Trata-se de reflexão acerca das recentes reformas na técnica de uniformização de jurisprudência, também chamada de verticalização da jurisprudência, com o fito de desafogar o Poder Judiciário, principalmente no que tange à apreciação dos chamados recursos repetitivos.

Muito além da simples intenção de desafogar o Poder Judiciário, as reformas empreendidas nos processos judiciais têm o objetivo maior de enfatizar a segurança jurídica e conferir maior confiança jurídica aos tutelados. Isto, pois, muitas vezes o cidadão busca a tutela jurisdicional para determinada questão com a sensação de incerteza e duvidoso quanto ao resultado de sua demanda. Tal fato ocorre por conta da vasta gama de posicionamentos jurisprudenciais distintos para casos concretos semelhantes, o que fatalmente gera insegurança jurídica no meio social e falta de confiabilidade na tutela do Estado prestada por meio de seu Poder Judiciário.
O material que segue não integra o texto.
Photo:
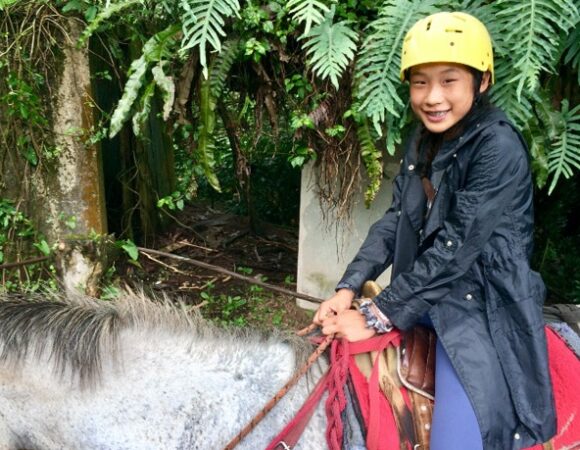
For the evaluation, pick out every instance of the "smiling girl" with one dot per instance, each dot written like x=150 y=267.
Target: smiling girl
x=459 y=238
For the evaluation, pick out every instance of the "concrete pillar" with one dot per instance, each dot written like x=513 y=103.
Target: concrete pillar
x=73 y=190
x=325 y=249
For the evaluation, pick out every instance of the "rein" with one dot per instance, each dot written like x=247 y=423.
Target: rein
x=283 y=391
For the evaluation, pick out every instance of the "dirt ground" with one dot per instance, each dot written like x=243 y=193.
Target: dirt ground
x=223 y=239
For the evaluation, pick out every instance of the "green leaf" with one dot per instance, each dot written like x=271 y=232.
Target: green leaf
x=141 y=116
x=43 y=247
x=204 y=24
x=564 y=156
x=167 y=87
x=131 y=249
x=6 y=3
x=154 y=50
x=529 y=31
x=112 y=10
x=308 y=11
x=380 y=90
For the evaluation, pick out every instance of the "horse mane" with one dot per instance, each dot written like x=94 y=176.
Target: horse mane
x=75 y=332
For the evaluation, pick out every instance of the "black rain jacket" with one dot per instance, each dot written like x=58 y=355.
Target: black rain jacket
x=467 y=266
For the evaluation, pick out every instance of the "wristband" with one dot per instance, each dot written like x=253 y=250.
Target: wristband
x=374 y=317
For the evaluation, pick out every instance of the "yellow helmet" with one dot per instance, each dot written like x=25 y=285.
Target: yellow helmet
x=448 y=37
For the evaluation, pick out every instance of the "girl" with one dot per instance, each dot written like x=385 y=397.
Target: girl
x=459 y=237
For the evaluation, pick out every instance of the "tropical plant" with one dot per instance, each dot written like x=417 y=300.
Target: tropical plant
x=534 y=40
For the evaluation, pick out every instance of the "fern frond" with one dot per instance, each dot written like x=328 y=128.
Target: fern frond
x=309 y=11
x=572 y=50
x=205 y=24
x=167 y=87
x=110 y=11
x=564 y=157
x=529 y=30
x=221 y=65
x=331 y=47
x=155 y=48
x=380 y=89
x=504 y=94
x=535 y=138
x=372 y=160
x=142 y=114
x=205 y=145
x=130 y=94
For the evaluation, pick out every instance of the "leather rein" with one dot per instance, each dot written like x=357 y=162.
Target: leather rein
x=283 y=391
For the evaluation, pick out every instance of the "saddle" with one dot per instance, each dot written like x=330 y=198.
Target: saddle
x=407 y=379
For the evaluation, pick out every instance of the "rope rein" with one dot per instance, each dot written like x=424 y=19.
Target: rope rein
x=284 y=390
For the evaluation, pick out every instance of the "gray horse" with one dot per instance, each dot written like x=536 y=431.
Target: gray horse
x=136 y=374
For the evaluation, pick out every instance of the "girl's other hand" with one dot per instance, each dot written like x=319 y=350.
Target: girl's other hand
x=350 y=325
x=339 y=302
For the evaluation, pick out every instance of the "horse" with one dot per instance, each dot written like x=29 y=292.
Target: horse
x=135 y=373
x=139 y=374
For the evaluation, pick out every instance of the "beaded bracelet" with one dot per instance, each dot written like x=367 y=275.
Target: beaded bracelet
x=374 y=317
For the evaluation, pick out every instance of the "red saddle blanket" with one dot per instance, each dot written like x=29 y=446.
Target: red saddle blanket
x=565 y=372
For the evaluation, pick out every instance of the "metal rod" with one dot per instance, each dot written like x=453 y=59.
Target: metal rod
x=232 y=274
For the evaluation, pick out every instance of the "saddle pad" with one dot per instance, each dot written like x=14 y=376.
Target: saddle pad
x=564 y=370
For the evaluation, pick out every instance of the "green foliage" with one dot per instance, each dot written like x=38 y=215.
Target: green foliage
x=210 y=89
x=379 y=89
x=203 y=25
x=564 y=156
x=331 y=47
x=155 y=49
x=528 y=29
x=110 y=11
x=129 y=247
x=19 y=239
x=372 y=159
x=572 y=50
x=6 y=3
x=307 y=11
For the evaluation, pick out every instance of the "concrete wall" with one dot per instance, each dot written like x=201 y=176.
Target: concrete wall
x=324 y=249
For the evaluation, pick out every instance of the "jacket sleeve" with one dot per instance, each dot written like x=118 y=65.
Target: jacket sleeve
x=498 y=167
x=376 y=252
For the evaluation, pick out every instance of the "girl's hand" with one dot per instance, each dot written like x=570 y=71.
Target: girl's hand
x=349 y=324
x=339 y=302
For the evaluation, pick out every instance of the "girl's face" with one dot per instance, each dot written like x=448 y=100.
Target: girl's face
x=442 y=94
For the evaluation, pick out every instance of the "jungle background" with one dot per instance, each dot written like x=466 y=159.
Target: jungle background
x=199 y=115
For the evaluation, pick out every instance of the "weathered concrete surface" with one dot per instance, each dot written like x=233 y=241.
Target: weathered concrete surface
x=74 y=193
x=325 y=249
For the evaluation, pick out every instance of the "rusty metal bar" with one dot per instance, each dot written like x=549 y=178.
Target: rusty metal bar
x=221 y=270
x=23 y=263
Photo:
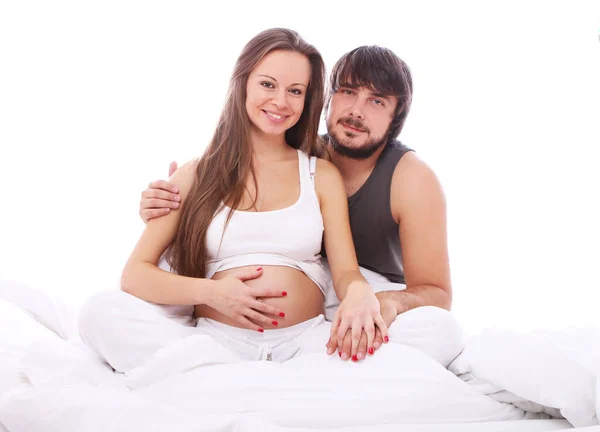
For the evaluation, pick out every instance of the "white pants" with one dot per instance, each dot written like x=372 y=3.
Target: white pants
x=127 y=332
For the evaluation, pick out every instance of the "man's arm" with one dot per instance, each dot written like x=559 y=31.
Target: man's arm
x=419 y=206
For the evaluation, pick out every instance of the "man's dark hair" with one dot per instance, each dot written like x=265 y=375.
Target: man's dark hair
x=381 y=70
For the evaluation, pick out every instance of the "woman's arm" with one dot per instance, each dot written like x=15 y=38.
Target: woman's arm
x=360 y=308
x=143 y=278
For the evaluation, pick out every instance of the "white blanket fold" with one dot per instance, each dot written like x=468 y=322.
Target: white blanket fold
x=555 y=372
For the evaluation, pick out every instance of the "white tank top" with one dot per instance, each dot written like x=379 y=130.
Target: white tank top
x=289 y=237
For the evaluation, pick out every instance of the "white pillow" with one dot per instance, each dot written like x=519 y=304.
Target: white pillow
x=17 y=331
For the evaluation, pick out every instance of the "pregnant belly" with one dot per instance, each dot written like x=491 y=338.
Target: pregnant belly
x=304 y=299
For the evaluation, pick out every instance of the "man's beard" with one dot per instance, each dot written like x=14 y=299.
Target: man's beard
x=359 y=153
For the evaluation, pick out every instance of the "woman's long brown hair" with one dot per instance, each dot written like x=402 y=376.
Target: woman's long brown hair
x=225 y=166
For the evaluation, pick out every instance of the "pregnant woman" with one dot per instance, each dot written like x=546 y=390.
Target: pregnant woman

Dispõe o novo Código de Processo Civil – CPC, em seu art. 926, que “os tribunais devem uniformizar sua jurisprudência e mantê-la estável, íntegra e coerente”, devendo editar “enunciados de súmula correspondentes a sua jurisprudência dominante”. Em seu art. 927, determinou a observância, por juízes e Tribunais, de um amplo rol de decisões, enunciados e orientações, dentre os quais os acórdãos em incidente de resolução de demandas repetitivas.
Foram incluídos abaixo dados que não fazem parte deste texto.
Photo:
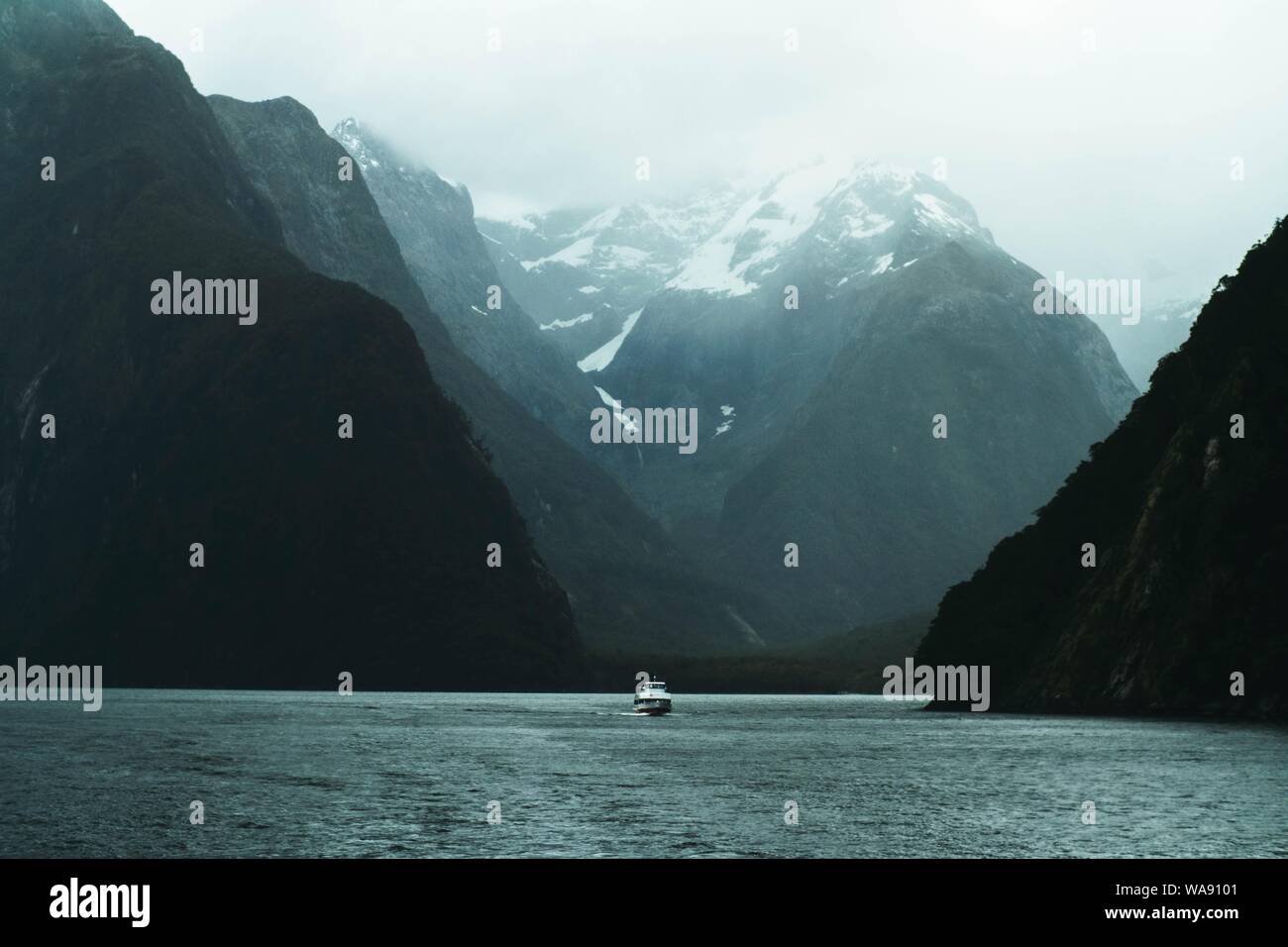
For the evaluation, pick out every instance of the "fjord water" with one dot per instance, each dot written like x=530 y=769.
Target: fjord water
x=412 y=775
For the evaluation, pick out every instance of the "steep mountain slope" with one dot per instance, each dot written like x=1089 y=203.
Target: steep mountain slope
x=584 y=275
x=887 y=514
x=1190 y=527
x=433 y=222
x=627 y=582
x=816 y=331
x=320 y=554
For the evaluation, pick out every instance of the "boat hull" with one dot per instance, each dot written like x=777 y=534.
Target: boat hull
x=652 y=707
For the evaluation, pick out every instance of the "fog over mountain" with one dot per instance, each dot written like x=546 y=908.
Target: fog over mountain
x=1090 y=111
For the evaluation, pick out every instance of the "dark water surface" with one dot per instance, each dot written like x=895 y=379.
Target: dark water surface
x=576 y=775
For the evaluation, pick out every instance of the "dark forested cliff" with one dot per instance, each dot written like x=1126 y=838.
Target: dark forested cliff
x=1186 y=509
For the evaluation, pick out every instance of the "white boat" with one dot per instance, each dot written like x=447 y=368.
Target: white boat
x=652 y=698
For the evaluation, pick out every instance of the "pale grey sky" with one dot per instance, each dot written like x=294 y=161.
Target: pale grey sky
x=1095 y=138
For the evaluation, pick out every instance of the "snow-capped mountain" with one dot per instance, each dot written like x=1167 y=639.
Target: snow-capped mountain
x=433 y=222
x=583 y=274
x=818 y=324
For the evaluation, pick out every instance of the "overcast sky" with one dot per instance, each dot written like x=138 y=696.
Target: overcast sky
x=1093 y=138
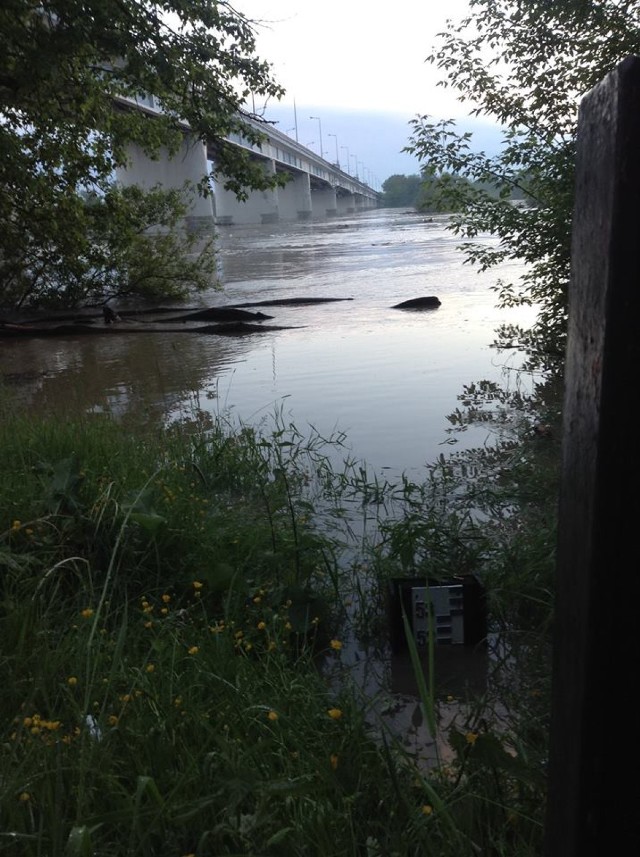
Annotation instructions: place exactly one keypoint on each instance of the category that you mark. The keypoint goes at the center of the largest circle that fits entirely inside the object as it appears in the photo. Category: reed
(172, 607)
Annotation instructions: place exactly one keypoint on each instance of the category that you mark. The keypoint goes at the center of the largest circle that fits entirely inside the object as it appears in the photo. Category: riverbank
(172, 600)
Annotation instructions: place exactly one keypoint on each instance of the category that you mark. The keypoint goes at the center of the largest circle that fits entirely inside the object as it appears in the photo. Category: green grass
(168, 600)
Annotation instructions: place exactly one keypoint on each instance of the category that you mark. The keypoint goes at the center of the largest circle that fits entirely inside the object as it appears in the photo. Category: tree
(525, 64)
(68, 233)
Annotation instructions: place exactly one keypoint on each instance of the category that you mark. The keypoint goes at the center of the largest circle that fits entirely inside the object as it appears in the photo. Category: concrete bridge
(316, 189)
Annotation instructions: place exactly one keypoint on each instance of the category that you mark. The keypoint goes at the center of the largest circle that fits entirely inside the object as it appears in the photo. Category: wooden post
(594, 769)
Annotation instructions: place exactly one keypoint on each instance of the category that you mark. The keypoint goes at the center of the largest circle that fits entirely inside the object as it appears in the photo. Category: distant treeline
(425, 193)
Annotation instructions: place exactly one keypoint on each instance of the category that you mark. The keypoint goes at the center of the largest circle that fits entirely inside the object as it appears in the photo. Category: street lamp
(337, 156)
(346, 148)
(317, 118)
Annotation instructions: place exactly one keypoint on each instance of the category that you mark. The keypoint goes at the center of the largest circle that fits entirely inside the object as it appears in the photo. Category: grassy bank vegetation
(170, 603)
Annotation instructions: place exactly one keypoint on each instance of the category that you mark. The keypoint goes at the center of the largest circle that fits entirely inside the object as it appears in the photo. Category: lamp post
(337, 156)
(346, 148)
(317, 118)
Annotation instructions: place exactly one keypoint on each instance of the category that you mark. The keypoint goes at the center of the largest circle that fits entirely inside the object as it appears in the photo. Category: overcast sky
(359, 67)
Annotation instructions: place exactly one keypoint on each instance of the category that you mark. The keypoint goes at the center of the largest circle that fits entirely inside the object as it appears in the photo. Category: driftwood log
(430, 302)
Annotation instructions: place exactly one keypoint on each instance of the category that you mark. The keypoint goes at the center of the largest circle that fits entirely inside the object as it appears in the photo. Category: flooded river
(387, 378)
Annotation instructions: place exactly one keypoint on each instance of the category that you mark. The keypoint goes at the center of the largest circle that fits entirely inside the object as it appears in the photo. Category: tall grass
(170, 601)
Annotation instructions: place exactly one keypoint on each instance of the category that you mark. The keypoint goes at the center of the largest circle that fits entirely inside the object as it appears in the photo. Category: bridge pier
(345, 203)
(324, 202)
(261, 206)
(295, 198)
(181, 172)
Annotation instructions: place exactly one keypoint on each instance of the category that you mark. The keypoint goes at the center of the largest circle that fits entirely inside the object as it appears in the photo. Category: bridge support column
(269, 208)
(295, 198)
(345, 203)
(324, 202)
(189, 165)
(261, 206)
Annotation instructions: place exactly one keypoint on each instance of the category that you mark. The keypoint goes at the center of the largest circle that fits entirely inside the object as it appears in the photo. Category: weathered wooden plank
(594, 796)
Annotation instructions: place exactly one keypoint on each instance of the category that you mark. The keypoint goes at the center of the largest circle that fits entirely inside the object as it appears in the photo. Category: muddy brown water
(385, 377)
Assim, o novo CPC extinguiu o chamado “incidente de uniformização jurisprudencial” e inseriu um novo modelo de julgamento de demandas repetitivas, qual seja, o supramencionado “incidente de resolução de demandas repetitivas”, disciplinado nos arts. 976 ao 987. Este será cabível havendo efetiva repetição de processos que contenham controvérsia sobre a mesma questão unicamente de direito e risco de ofensa à isonomia e à segurança jurídica.

Nesse caso, o relator ouvirá partes e interessados na controvérsia, demonstrando a preocupação em ampliar a participação social na fixação de uma tese jurídica que terá aplicação a todos os processos, inclusive os futuros, que tragam idêntica questão de direito.

A diferença entre o incidente de uniformização jurisprudencial do CPC de 1973 e o incidente de resolução de demandas repetitivas adotado pelo novo CPC está na utilização da jurisprudência, pelo Código de 1973, que consiste no conjunto de decisões de uma Corte em um mesmo sentido sobre determinada matéria, ao passo que o novo CPC adota o chamado precedente, que consiste em uma única decisão.

Destarte, diante da constatação da existência de inúmeras ações judiciais com objeto idêntico que acarretam o entrave do funcionamento do Poder Judiciário, o novo CPC de 2015 traz o incidente de resolução de demandas repetitivas com o intuito de uniformizar o posicionamento dos Tribunais, inovando ao estatuir como paradigma o chamado “precedente judicial”.

Tal verticalização jurisprudencial retira, muitas vezes, a autonomia do magistrado, o qual está compelido a seguir a orientação consubstanciada em um precedente judicial. Para o Professor Jorge Luiz Souto Maior, trata-se de “subtração do poder jurisdicional dos juízes de primeiro grau”[1].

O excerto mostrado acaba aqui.